Zu einem späteren Zeitpunkt des sich über drei Tage hinziehenden Verbrechens - die Täter haben auf der Flucht zwischenzeitlich einen Linienbus gekapert und eine Geisel erschossen - führen Journalisten mit den Kidnappern Interviews in der Kölner Fußgängerzone. Einer, der spätere "Bild"-Chefredakteur Udo Röbel, bringt gar Kaffee vorbei, steigt zu ihnen ins Auto und lotst sie aus der Stadt.
Nicht umsonst ist das "Gladbecker Geiseldrama", das (West-)Deutschland vor 30 Jahren, im August 1988, in Atem hielt, zum Synonym für den Sündenfall sensationsheischender Medien geworden und als solcher fest im kollektiven Bewusstsein verankert. Wie skrupellos und übergriffig die Medien agierten, zeigt der ARD-Zweiteiler "Gladbeck" jetzt erstmals in einer minutiösen Rekonstruktion. Er ist durchweg mit Schauspielern inszeniert - Sascha Alexander Geršak spielt den Geiselnehmer Hans-Jürgen Rösner, Alexander Scheer verkörpert seinen Komplizen Dieter Degowski -, "beinhaltet fiktionale Elemente und bewertet eigenständig", wie eine Einblendung informiert, hält sich aber doch sehr eng an den realen Ablauf.

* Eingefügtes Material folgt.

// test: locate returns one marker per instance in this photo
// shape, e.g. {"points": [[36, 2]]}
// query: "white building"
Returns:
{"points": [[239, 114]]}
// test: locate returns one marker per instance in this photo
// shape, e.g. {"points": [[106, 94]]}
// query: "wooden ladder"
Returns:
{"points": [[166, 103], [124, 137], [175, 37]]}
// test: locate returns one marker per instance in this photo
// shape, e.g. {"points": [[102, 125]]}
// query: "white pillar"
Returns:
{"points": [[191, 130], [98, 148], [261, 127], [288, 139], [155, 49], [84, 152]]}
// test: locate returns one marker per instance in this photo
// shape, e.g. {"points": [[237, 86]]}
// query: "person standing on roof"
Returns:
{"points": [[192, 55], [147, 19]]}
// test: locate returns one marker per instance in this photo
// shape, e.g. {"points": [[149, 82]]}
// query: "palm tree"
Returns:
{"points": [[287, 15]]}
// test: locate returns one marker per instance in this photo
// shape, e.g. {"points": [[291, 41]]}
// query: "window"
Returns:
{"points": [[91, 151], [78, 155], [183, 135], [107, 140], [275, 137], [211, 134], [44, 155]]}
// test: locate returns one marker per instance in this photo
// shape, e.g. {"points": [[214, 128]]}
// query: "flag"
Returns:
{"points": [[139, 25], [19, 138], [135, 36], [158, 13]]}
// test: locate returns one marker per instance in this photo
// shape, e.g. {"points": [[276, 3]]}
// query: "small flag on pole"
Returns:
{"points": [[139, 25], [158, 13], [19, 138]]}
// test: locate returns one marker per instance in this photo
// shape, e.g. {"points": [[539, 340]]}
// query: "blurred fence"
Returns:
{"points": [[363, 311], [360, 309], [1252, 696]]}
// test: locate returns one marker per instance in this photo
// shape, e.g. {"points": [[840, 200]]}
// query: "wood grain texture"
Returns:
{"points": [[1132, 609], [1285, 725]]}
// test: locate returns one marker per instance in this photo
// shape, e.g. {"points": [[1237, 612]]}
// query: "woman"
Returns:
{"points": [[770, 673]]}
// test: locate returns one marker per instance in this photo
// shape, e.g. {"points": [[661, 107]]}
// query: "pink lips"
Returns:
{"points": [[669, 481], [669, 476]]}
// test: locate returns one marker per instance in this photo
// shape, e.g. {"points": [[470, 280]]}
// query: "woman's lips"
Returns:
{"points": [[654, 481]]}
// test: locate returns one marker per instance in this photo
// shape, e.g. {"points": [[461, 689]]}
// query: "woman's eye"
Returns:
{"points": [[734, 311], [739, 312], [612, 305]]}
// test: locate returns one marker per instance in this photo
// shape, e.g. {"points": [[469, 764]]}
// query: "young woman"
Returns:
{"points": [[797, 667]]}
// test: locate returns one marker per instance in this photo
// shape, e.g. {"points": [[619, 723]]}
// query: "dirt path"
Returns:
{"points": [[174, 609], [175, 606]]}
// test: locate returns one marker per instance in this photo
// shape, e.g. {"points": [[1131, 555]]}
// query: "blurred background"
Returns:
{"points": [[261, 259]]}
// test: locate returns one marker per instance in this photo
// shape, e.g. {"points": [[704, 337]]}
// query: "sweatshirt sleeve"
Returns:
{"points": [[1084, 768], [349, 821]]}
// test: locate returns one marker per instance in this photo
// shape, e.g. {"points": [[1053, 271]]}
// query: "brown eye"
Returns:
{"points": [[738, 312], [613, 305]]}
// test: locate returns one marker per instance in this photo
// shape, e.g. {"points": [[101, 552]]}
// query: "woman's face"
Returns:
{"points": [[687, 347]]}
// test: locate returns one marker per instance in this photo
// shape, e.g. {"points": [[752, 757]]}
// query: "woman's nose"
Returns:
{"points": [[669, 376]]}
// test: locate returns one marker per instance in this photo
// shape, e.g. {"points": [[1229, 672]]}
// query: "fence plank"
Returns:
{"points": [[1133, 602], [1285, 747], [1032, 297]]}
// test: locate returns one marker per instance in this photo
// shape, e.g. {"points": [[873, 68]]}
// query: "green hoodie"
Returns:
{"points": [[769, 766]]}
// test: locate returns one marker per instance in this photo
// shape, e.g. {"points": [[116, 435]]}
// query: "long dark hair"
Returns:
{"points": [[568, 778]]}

Absurde Fehlentscheidungen
Das hebt ihn ab von bisherigen TV-Aufarbeitungen wie dem RTL-Doku-Drama "Wettlauf mit dem Tod" (1998) oder dem ZDF-Thriller "Ein großes Ding" (1999). Drehbuchautor Holger Karsten Schmidt und Regisseur Kilian Riedhof haben Untersuchungsausschussberichte gelesen und mit Zeitzeugen gesprochen; die Dialoge im Film sind großenteils nicht erdacht, sondern bilden den Originalton der Protokolle ab.
Dass der Film den Zuschauer fassungslos in den Sitz drückt, liegt allerdings nicht nur am drastisch in Erinnerung gerufenen Fehlverhalten der Medien. Es ist das eklatante und fortgesetzte Polizeiversagen, das genauso sprachlos macht. Selbst wer sich aus eigener Zeitzeugenschaft noch an die Ereignisse erinnert, wird nicht mehr alle Wendungen präsent haben - und einige Erkenntnisse beruhen auch darauf, dass nun Polizeibeamte bereit waren zu reden, die nicht mehr im Dienst sind.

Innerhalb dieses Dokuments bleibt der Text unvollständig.